Saturday, June 30, 2007

Mountains

The mountains grow unnoticed,
Their purple figures rise
Without attempt, exhaustion,
Assistance or applause.

In their eternal faces
The sun with broad delight
Looks long--and last--and golden
For fellowship at night.

--Emily Dickinson

4 comments:

Anonymous said...

Just stopping by to say "Thank you" for this poetry blog. I used to read poetry all the time, and have even penned some of my own from time to time. But in the hurry, hurry of life, I have neglected to enjoy 'more' poetic moments. Your daily reminders are reviving me. So refreshing!

astairesteps said...

Dreamlady,

Thanks for stopping by. I'm glad the blog helped whet your appetite for poetry!

Unknown said...

just because I couldn't resist...

"TAKING OFF EMILY DICKINSON'S CLOTHES" by: Billy Collins

First, her tippet made of tulle,
easily lifted off her shoulders and laid
on the back of a wooden chair.

And her bonnet,
the bow undone with a light forward pull.

Then the long white dress, a more
complicated matter with mother-of-pearl
buttons down the back,
so tiny and numerous that it takes forever
before my hands can part the fabric,
like a swimmer's dividing water,
and slip inside.

You will want to know
that she was standing
by an open window in an upstairs bedroom,
motionless, a little wide-eyed,
looking out at the orchard below,
the white dress puddled at her feet
on the wide-board, hardwood floor.

The complexity of women's undergarments
in nineteenth-century America
is not to be waved off,
and I proceeded like a polar explorer
through clips, clasps, and moorings,
catches, straps, and whalebone stays,
sailing toward the iceberg of her nakedness.

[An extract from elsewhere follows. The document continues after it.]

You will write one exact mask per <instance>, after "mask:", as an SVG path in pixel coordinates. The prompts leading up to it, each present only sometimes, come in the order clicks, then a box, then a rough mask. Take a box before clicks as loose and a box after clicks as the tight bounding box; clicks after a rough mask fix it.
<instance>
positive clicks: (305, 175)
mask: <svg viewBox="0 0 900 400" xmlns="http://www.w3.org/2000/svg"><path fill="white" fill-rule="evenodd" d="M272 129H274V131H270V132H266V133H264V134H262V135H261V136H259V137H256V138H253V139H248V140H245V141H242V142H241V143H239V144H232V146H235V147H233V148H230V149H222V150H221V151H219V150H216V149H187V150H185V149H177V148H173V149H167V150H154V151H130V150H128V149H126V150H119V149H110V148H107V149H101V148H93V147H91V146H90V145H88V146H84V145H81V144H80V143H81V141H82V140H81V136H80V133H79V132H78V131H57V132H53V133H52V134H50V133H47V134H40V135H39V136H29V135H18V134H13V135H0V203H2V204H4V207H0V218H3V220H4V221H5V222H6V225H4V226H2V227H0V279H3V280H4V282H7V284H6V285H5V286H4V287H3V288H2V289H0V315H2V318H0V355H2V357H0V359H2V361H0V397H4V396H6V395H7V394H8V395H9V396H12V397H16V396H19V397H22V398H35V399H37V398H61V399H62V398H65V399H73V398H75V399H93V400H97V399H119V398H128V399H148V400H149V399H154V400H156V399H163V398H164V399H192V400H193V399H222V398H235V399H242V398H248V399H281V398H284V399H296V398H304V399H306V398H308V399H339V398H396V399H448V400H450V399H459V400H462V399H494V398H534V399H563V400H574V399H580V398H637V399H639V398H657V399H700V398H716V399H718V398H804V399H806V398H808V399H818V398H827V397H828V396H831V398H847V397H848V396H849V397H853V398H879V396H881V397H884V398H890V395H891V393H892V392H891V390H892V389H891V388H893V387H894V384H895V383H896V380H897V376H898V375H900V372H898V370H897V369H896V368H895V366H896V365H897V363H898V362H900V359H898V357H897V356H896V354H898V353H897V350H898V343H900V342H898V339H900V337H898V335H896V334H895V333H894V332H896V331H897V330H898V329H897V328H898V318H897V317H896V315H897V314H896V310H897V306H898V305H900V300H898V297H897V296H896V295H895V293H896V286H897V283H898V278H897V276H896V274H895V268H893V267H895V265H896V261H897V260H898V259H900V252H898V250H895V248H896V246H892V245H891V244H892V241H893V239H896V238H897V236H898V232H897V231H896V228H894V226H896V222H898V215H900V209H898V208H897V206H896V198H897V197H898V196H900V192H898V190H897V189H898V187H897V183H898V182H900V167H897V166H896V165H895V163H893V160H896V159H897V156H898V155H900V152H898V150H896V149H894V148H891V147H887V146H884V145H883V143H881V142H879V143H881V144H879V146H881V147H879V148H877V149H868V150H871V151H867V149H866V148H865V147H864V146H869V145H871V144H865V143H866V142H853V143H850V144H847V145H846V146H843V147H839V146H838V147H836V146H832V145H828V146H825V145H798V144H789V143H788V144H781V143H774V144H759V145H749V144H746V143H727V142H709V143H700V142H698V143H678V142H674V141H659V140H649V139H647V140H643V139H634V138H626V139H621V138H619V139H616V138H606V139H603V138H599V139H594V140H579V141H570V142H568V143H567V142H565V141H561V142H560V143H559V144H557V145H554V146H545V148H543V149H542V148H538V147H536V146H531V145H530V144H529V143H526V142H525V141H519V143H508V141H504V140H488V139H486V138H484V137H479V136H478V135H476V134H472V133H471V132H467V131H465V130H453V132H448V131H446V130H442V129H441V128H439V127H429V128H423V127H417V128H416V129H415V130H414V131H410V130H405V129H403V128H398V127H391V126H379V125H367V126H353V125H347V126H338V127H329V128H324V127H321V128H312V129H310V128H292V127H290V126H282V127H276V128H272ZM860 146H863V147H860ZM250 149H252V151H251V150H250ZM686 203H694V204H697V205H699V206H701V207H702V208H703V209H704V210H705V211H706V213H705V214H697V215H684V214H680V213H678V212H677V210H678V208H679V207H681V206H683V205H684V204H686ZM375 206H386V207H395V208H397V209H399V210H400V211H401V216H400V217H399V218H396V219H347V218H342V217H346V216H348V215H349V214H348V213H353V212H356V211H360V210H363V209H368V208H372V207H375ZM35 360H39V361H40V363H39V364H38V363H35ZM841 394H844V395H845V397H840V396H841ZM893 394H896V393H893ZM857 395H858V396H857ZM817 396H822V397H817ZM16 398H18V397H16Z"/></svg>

Later, I wrote in a notebook
it was like riding a swan into the night,
but, of course, I cannot tell you everything -
the way she closed her eyes to the orchard,
how her hair tumbled free of its pins,
how there were sudden dashes
whenever we spoke.

What I can tell you is
it was terribly quiet in Amherst
that Sabbath afternoon,
nothing but a carriage passing the house,
a fly buzzing in a windowpane.

So I could plainly hear her inhale
when I undid the very top
hook-and-eye fastener of her corset

and I could hear her sigh when finally it was unloosed,
the way some readers sigh when they realize
that Hope has feathers,
that reason is a plank,
that life is a loaded gun
that looks right at you with a yellow eye.

astairesteps said...

fthluvhope: Hmm, not sure what I think...part of me is like, "Blasphemy!" Not because I'm a big Dickinson fan, but because the poor lady is dead and can't defend herself! :o) But as for the merits of the poem itself, I'm still reading and thinking...will have to check out this Collins of yours. Thanks! Am always in the mood for finding new poets.